Branch/worktree naming is derived deterministically from the card itself (not from comment state), so restarting the script reattaches to the same in-progress branch automatically.
pip install -r requirements.txt
cp .env.example .envFill in .env:
TRELLO_API_KEY=...
TRELLO_TOKEN=...
TRELLO_BOARD_ID=...
List names default to To Do / In Progress / In Review / Done / Needs Human — override in .env if your board uses different names.
You'll also need the claude CLI installed and logged in with your subscription on the machine that runs this script (claude must work from the terminal already — this script doesn't handle login).
The old trello.com/app-key page is retired. Current steps:
- Go to
https://trello.com/power-ups/adminand create (or open) a Power-Up — it doesn't need to be published, it's just a container for API credentials. - Open it → API Key tab → Generate a new API Key. That value is
TRELLO_API_KEY. - Right next to the generated key there's a Token link — click it, click Allow, and the resulting value is
TRELLO_TOKEN. TRELLO_BOARD_IDis the ID segment in your board's URL:trello.com/b/<BOARD_ID>/your-board-name.
If you get 401 invalid key from any request (even a basic members/me call), the credentials themselves are wrong or stale — regenerate them from the Power-Up admin page above.
# Safe dry run: prints what it would do, doesn't call claude or mutate Trello
python agentloop.py --repo /path/to/target/repo --dry-run --once
# One real pass over the board
python agentloop.py --repo /path/to/target/repo --once
# Keep polling forever (default interval: 60s, override with --interval)
python agentloop.py --repo /path/to/target/repo--repo is the local git checkout the reviewer reads from and where approved branches get merged. The implementer itself works in a per-card worktree derived from --repo (see above), never in --repo's working tree directly.

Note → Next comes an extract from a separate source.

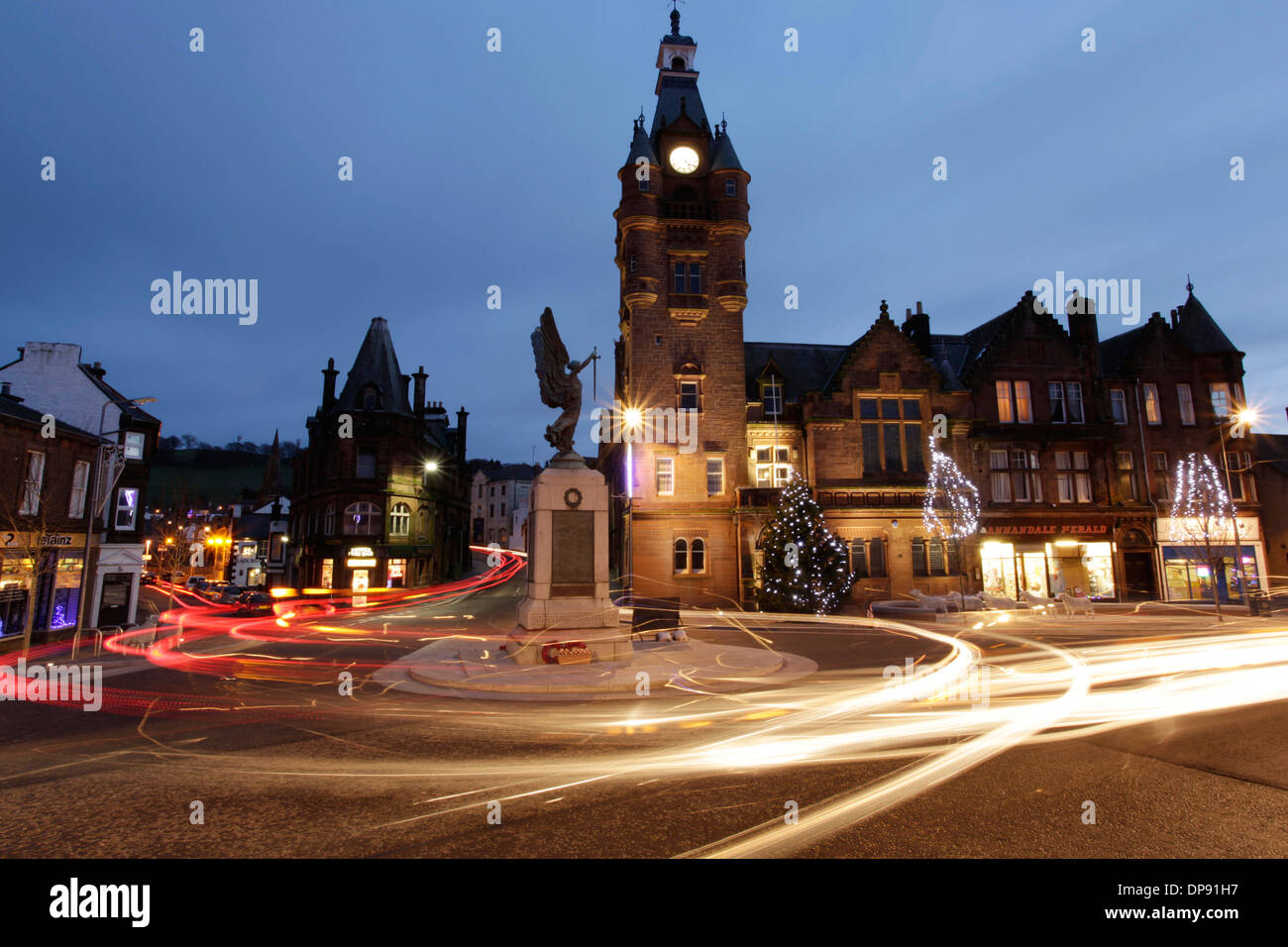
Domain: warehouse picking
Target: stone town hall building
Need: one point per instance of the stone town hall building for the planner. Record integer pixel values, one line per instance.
(1072, 440)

| Flag | Default | Meaning |
|---|---|---|
--repo |
(required) | path to the local git checkout to work on |
--once |
off | run a single pass over the board and exit |
--interval |
60 | seconds to sleep between polling passes |
--concurrency |
1 | max cards picked up from To Do per pass — keep low for a subscription plan |
--max-review-rounds |
3 | after this many "request changes" rounds, move the card to Needs Human |
--dry-run |
off | don't call claude or mutate Trello, just log what would happen |
--base-branch |
--repo's current branch |
branch each card's worktree is created from and merged back into on approval |
--worktree-dir |
.agentloop-worktrees next to --repo |
directory holding per-card git worktrees |
-y, --yes |
off | skip the confirmation prompt when --repo is missing docs/CONVENTIONS.md or docs/CONTEXT.md |
At startup, the script checks --repo for docs/CONVENTIONS.md and docs/CONTEXT.md. Without them, the implementer has no project-specific conventions or context to ground its work in, which makes hallucination and drift from how the codebase actually works more likely. If either file is missing, a warning is printed and you're asked to confirm before continuing; pass -y/--yes to skip the prompt (required for non-interactive/CI runs, which will otherwise abort with the same warning).
- The implementer runs with
--permission-mode bypassPermissions(required for headless mode — there's no TTY to answer permission prompts) plus injected rules against destructive git commands (git reset --hard,git stash,git add -A, etc.). This is a prompt-level guardrail, not a hard technical one. - The reviewer runs with
--permission-mode plan(read-only) and is only ever given the diff text — never the implementer's reasoning — to keep the review adversarial rather than self-congratulatory.